Label Studio (Apache 2.0) is highly customizable and multi-modal, best for general-purpose annotation across text, image, and audio. Prodigy (commercial) excels at fast binary annotation with built-in active learning, best for rapid iterative labeling. Argilla (Apache 2.0) has native LLM/NLP focus with Hugging Face Hub integration and pairs with Distilabel, making it best for LLM output curation, preference labeling, and RLHF data workflows. All three support LLM pre-labeling integration through different mechanisms.
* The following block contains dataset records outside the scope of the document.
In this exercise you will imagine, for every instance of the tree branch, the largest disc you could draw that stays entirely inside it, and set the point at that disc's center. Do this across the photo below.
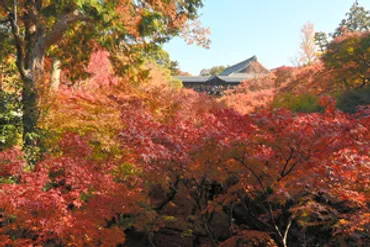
(18, 41)
(61, 26)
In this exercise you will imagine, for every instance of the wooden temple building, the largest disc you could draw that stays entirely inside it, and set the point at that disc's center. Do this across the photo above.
(229, 78)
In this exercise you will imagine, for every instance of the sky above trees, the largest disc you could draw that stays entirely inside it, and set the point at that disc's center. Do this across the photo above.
(269, 29)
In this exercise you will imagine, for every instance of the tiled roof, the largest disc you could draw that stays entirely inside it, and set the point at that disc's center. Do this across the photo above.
(238, 67)
(209, 80)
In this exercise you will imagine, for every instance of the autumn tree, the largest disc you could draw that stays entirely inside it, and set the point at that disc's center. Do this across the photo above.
(70, 30)
(307, 48)
(347, 56)
(321, 41)
(358, 20)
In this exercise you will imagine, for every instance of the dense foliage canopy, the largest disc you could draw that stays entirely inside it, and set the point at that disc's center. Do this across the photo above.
(133, 159)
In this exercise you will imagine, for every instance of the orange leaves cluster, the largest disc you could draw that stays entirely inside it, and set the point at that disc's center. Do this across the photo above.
(67, 200)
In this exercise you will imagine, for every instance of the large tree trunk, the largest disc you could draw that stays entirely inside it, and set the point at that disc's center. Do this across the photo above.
(55, 74)
(30, 95)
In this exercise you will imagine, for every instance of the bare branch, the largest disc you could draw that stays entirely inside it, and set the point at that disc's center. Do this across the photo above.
(61, 26)
(18, 41)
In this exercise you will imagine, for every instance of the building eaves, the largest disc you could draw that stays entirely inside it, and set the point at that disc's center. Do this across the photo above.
(238, 67)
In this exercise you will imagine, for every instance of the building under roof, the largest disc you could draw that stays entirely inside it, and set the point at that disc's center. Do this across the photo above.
(230, 77)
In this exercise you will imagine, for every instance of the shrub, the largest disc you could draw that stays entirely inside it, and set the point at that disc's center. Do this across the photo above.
(352, 99)
(307, 102)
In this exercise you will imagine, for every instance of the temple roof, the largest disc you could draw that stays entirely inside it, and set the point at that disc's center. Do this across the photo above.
(212, 79)
(233, 75)
(239, 67)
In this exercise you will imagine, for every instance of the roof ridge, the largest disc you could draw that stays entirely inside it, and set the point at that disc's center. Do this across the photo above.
(235, 68)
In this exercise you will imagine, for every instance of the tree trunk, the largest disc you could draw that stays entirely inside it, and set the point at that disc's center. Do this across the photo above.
(30, 96)
(55, 74)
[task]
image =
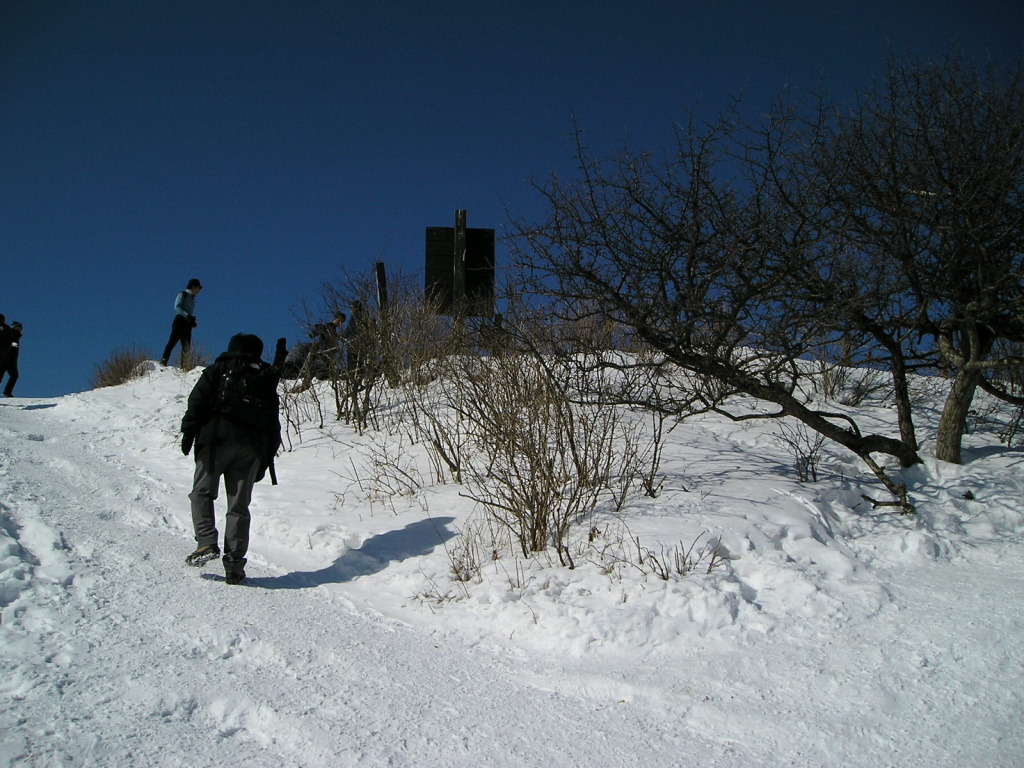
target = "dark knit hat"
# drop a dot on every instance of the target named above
(246, 344)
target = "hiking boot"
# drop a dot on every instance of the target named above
(203, 555)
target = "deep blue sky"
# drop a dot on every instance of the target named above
(264, 146)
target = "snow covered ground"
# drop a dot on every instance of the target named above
(835, 635)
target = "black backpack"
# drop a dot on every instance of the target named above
(246, 394)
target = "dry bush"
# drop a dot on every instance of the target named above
(123, 365)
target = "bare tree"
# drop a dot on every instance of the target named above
(928, 175)
(693, 253)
5. What does a Cohen's Kappa of 0.55 indicate, and what should you do about it?

Show Answer

A Cohen's Kappa of 0.55 indicates moderate agreement, which is often inadequate for training high quality models. Action steps include: (1) review and clarify annotation guidelines, especially for categories where disagreement is highest; (2) identify specific example types causing disagreement and add clarifying examples to the guidelines; (3) hold a calibration session where annotators discuss disagreements; (4) consider whether certain categories should be merged or whether the task definition needs revision; and (5) increase the number of annotators per example for the most ambiguous cases.

Key Takeaways

LLM pre-labeling speeds up annotation 2x to 5x by providing initial labels that human reviewers correct rather than create from scratch.
Confidence-based routing auto-accepts high-confidence labels and sends uncertain examples to humans. The threshold must be calibrated on held-out gold data, not based on the model's self-reported confidence.
Active learning reduces annotation costs by 40% to 70% by selecting the most informative examples. The hybrid strategy (uncertainty + diversity) captures value from both decision boundary refinement and input space exploration.
Three leading annotation tools serve different needs: Label Studio (general purpose, multi-modal), Prodigy (fast iterative labeling), and Argilla (LLM-native, RLHF data).
Inter-annotator agreement (Cohen's Kappa, Fleiss' Kappa) measures label quality. Always compare LLM labels against multiple independent human annotators, not just one.